# Combinatorics/Congruences

The basic facts about congruences can be found in any Number Theory book. We will merely review them here. For details please consult any standard text on number theory.

For any integer ${\displaystyle n\geq 2}$ we say that two integers a and b are congruent modulo n or ${\displaystyle a\equiv b{\pmod {n}}}$ if n divides the difference a-b.

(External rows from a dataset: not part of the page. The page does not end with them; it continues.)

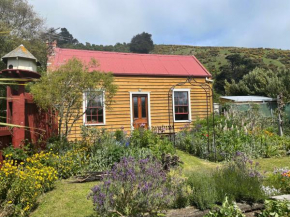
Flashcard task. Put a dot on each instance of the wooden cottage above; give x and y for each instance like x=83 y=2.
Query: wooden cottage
x=154 y=91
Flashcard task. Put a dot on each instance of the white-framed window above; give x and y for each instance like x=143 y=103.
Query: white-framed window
x=181 y=105
x=94 y=108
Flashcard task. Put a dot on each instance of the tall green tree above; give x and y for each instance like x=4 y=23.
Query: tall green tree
x=141 y=43
x=62 y=90
x=65 y=38
x=237 y=67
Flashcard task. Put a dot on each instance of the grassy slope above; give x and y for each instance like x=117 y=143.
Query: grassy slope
x=69 y=199
x=213 y=57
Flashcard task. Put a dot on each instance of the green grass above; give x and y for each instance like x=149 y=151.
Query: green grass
x=70 y=199
x=66 y=200
x=269 y=164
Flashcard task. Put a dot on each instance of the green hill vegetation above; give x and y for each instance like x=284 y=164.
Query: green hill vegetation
x=215 y=57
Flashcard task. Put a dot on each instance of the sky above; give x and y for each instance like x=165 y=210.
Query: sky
x=240 y=23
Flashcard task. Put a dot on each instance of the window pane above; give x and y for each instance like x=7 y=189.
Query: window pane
x=94 y=107
x=101 y=119
x=181 y=105
x=100 y=112
x=94 y=119
x=143 y=101
x=181 y=117
x=135 y=101
x=94 y=111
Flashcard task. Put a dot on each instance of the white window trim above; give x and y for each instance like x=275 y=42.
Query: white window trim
x=189 y=106
x=84 y=110
x=149 y=107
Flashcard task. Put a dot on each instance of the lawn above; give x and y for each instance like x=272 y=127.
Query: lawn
x=66 y=200
x=70 y=199
x=269 y=164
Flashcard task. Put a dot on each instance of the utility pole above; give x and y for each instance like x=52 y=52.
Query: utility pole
x=280 y=108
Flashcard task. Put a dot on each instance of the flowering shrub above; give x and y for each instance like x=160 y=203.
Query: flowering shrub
x=21 y=184
x=132 y=188
x=280 y=179
x=227 y=209
x=240 y=180
x=275 y=208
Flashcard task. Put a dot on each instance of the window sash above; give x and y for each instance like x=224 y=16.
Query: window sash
x=181 y=103
x=94 y=108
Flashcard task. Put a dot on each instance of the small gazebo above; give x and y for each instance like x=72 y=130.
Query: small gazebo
x=21 y=68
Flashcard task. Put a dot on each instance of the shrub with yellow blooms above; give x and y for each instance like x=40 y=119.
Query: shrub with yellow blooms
x=21 y=183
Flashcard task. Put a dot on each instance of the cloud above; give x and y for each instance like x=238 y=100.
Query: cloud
x=245 y=23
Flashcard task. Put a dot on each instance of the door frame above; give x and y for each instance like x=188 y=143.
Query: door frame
x=148 y=104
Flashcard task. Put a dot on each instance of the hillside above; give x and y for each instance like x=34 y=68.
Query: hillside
x=215 y=57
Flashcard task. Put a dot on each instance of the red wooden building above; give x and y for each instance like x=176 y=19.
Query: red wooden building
x=34 y=124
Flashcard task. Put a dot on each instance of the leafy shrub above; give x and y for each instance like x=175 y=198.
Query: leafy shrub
x=276 y=208
x=147 y=139
x=203 y=188
x=227 y=209
x=280 y=179
x=21 y=184
x=132 y=188
x=239 y=180
x=19 y=154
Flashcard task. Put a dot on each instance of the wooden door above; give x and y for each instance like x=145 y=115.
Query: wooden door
x=140 y=110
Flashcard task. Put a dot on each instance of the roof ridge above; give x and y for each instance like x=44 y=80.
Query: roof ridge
x=124 y=53
x=200 y=65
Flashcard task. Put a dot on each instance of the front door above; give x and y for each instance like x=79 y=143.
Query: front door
x=140 y=111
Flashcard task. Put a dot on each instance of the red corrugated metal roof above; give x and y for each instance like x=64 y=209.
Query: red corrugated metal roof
x=135 y=64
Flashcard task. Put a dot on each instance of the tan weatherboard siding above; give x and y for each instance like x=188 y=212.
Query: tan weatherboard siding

For example, 5 and 11 are congruent modulo 3:

11≡5(mod 3) because 11 − 5 gives 6, which is divisible by 3. Or, equally, both numbers give the same remainder when divided by 3:

11 = 3×3 + 2 5 = 1×3 + 2

If a1 ≡ b1 (mod n) and a2 ≡ b2 (mod n) then a1 + a2 ≡ b1 + b2 (mod n) and a1a2 ≡ b1b2 (mod n) This turns the congruence (mod n) into an equivalence on the ring of all integers. The equivalence class of the integer a, denoted by ${\displaystyle {\overline {a}}_{n}}$, is the set ${\displaystyle \left\{\ldots ,a-2n,a-n,a,a+n,a+2n,\ldots \right\}}$. This set, consisting of the integers congruent to a modulo n, is called the congruence class or residue class of a modulo n. Another notation for this congruence class, which requires that in the context the modulus is known, is ${\displaystyle \displaystyle [a]}$.

The set of congruence classes modulo n is denoted as ${\displaystyle \mathbb {Z} /n\mathbb {Z} }$ (or, alternatively, ${\displaystyle \mathbb {Z} /n}$ or ${\displaystyle \mathbb {Z} _{n}}$) and defined by:

${\displaystyle \mathbb {Z} /n\mathbb {Z} =\left\{{\overline {a}}_{n}|a\in \mathbb {Z} \right\}.}$

${\displaystyle \mathbb {Z} /n\mathbb {Z} }$ has n elements, and can be written as:

${\displaystyle \mathbb {Z} /n\mathbb {Z} =\left\{{\overline {0}}_{n},{\overline {1}}_{n},{\overline {2}}_{n},\ldots ,{\overline {n-1}}_{n}\right\}.}$

We can define addition, subtraction, and multiplication on ${\displaystyle \mathbb {Z} /n\mathbb {Z} }$ by the following rules:

• ${\displaystyle {\overline {a}}_{n}+{\overline {b}}_{n}={\overline {a+b}}_{n}}$
• ${\displaystyle {\overline {a}}_{n}-{\overline {b}}_{n}={\overline {a-b}}_{n}}$
• ${\displaystyle {\overline {a}}_{n}{\overline {b}}_{n}={\overline {ab}}_{n}.}$

The verification that this is a proper definition uses the properties given before.

In this way, ${\displaystyle \mathbb {Z} /n\mathbb {Z} }$ becomes a commutative ring. In fact, it turns out that ${\displaystyle \mathbb {Z} /n\mathbb {Z} }$ is a field (which is a special kind of a commutative ring) if and only if n is a prime number.

Fermat's little theorem (not to be confused with Fermat's last theorem) states that if p is a prime number, then for any integer a, ${\displaystyle a^{p}-a}$ will be evenly divisible by p. This can be expressed as follows:

${\displaystyle a^{p}\equiv a{\pmod {p}}\,\!}$

The totient function ${\displaystyle \varphi (n)}$ of a positive integer n is defined to be the number of positive integers less than or equal to n that are coprime to n. For example, ${\displaystyle \varphi (9)=6}$ since the six numbers 1, 2, 4, 5, 7 and 8 are coprime to 9.

Euler's theorem (also known as the Fermat-Euler theorem or Euler's totient theorem) states that if n is a positive integer and a is coprime to n, then

${\displaystyle a^{\varphi (n)}\equiv 1{\pmod {n}}}$

where φ(n) is Euler's totient function and "... ≡ ... (mod n)" denotes congruence modulo n.

The theorem is a generalization of Fermat's little theorem.